Na categoria “relação homem e meio ambiente” englobamos todos os aspectos que se referiam diretamente a temas ambientais. Assim, foram incorporados práticas e conteúdos diversos relacionados ao meio ambiente, além daqueles que são específicos do complexo temático “Meio Ambiente e Trabalho” e dos projetos de EA.

Já na categoria “ação política e social” incluímos aspectos que, embora não se refiram diretamente à temática ambiental, podem dar margem à discussão relacionadas a ela já que dizem respeito à questões sociais e políticas que, em uma abordagem sistêmica, incluem ou deveriam incluir uma perspectiva ambiental. Além dos diferentes conteúdos e práticas que tratam tais temas, foram abrangidos nessa categoria, conteúdos e práticas específicas dos complexos temáticos “Identidade”, “Saúde”, “Ética e Política” e do Projeto Memorial das Escolas do Campo.

Por fim, na categoria “valores humanizadores”, abarcamos conteúdos e práticas específicas dos projetos “Plantando e Vivenciando Valores na Escola” e “Projeto de Acolhida, Recepção e Comunicação”, além de conteúdos e práticas desenvolvidas no ambiente escolar que não estão relacionadas com esses projetos, mas que fazem menção aos valores presentes na sociedade.

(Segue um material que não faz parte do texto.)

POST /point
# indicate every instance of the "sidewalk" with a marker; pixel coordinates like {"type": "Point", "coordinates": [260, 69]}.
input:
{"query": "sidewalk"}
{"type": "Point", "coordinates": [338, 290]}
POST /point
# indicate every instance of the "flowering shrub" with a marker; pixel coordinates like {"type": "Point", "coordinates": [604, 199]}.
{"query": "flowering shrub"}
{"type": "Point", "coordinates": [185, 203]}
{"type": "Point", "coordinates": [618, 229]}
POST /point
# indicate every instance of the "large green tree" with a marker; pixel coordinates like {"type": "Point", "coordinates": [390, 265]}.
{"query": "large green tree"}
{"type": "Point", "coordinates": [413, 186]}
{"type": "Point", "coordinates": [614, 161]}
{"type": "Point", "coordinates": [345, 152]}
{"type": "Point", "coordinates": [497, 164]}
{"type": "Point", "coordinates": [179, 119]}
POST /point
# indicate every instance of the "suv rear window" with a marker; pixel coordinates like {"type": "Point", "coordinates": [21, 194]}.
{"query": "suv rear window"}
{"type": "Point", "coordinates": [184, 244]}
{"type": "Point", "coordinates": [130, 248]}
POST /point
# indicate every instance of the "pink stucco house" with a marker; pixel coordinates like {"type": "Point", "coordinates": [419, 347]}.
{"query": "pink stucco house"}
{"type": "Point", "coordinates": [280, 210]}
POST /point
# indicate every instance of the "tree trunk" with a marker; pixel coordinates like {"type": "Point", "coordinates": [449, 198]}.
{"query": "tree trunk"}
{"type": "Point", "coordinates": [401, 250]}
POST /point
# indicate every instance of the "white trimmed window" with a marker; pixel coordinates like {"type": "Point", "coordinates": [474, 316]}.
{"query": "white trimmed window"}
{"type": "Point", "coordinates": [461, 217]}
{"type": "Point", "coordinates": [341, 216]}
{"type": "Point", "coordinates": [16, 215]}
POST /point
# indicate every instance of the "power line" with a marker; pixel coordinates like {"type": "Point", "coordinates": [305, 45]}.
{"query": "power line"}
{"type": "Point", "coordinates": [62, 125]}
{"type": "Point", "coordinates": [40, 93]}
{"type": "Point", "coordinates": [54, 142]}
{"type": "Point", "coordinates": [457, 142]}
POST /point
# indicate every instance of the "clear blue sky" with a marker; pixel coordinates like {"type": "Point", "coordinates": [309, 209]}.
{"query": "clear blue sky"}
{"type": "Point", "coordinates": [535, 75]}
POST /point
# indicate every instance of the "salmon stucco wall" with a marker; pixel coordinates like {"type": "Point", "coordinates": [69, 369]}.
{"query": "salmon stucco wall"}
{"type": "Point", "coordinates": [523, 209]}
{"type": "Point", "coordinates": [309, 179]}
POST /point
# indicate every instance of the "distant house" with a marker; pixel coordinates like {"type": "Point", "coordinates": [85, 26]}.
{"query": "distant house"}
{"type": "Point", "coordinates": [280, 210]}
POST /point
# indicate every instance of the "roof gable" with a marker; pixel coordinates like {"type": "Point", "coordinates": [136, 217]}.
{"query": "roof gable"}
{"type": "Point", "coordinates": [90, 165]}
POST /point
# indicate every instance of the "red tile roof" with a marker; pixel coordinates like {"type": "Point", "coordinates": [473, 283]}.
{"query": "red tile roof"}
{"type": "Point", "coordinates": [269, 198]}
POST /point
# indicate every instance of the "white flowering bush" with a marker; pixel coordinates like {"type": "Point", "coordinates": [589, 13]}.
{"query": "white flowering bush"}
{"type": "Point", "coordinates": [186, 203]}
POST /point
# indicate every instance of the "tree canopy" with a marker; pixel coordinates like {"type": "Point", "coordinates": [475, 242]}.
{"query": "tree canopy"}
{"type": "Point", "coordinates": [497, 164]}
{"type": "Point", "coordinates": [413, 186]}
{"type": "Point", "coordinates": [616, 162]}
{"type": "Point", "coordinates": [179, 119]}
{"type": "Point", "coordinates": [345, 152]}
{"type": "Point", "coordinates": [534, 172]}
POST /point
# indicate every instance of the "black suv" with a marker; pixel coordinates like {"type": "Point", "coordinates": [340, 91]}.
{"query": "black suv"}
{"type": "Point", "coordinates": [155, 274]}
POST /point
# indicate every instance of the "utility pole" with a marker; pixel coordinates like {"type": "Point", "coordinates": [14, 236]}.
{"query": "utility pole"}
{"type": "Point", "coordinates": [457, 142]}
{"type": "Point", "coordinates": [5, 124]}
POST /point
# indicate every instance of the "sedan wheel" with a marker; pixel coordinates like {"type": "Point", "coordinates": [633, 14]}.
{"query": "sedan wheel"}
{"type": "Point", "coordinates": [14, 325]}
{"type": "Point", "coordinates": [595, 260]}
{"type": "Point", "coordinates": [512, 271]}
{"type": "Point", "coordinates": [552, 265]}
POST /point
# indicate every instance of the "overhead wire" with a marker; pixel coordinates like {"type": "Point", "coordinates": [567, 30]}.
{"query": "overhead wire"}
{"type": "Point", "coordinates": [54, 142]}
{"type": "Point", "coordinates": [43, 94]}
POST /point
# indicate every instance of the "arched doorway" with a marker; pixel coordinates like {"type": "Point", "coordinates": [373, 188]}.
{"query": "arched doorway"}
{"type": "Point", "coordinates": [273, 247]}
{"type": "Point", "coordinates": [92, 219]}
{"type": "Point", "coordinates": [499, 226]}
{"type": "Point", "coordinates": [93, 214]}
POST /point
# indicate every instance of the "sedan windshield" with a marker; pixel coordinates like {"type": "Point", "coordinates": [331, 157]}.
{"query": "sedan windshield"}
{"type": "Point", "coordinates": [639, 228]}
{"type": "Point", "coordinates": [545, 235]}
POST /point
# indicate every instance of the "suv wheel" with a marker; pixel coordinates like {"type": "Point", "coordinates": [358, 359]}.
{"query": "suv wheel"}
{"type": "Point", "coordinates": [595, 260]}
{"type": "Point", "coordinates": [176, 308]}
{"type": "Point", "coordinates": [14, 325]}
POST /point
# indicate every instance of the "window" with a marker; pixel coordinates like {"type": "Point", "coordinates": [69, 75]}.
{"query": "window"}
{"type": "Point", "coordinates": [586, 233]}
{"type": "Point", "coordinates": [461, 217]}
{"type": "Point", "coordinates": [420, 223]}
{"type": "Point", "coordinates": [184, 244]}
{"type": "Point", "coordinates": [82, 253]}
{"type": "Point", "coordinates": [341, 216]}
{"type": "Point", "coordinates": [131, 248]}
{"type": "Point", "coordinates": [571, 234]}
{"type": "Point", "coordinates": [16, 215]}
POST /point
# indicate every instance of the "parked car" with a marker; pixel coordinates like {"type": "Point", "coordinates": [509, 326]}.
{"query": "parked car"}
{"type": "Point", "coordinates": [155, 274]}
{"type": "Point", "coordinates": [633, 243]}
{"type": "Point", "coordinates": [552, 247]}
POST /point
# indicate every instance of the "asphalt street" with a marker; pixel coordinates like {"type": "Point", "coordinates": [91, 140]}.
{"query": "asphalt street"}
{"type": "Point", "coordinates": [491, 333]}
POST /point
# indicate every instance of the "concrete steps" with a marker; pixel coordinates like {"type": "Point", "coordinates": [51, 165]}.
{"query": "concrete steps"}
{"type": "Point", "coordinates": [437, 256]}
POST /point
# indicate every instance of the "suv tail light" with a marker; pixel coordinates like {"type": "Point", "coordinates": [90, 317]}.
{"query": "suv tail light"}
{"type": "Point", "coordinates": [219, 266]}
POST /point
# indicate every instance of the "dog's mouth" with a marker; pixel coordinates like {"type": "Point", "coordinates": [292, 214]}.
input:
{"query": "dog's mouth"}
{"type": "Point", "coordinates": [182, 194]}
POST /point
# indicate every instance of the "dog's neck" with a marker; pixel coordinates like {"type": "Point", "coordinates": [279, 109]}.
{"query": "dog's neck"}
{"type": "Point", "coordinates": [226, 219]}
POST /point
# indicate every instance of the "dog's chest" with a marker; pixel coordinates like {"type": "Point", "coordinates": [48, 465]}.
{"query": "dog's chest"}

Cabe mencionar, que os complexos temáticos e projetos acima referidos, serão explicitados e detalhados no capítulo 3.

Com o aporte teórico de Lüdke e André (1986), concordamos que a categorização por si não esgota a análise e buscamos ultrapassar a simples descrição, acrescentando elementos que permitissem melhor compreender o tema em questão, tentando estabelecer conexões e interpretações entre os dados expostos, e comparando esses dados com outras pesquisas similares. De acordo com as autoras mencionadas,

[...] Esse acréscimo pode significar desde um conjunto de preposições bem concatenadas e relacionadas que configuram uma nova perspectiva teórica até o simples levantamento de novas questões e questionamentos que precisarão ser mais sistematicamente explorados em estudos futuros. (LÜDKE; ANDRÉ, 1986, p.49).

No final, os dados foram analisados com base no referencial teórico do estudo, que foi construído continuamente, durante todo do trabalho.

No capítulo a seguir apresentamos as prescrições oficiais sobre a inserção da EA no currículo do Ensino Fundamental e descrevemos algumas pesquisas que apontam como as práticas de EA têm sido desenvolvidas no ensino formal, além de discutirmos as possibilidades e limites das práticas na formação dos educandos.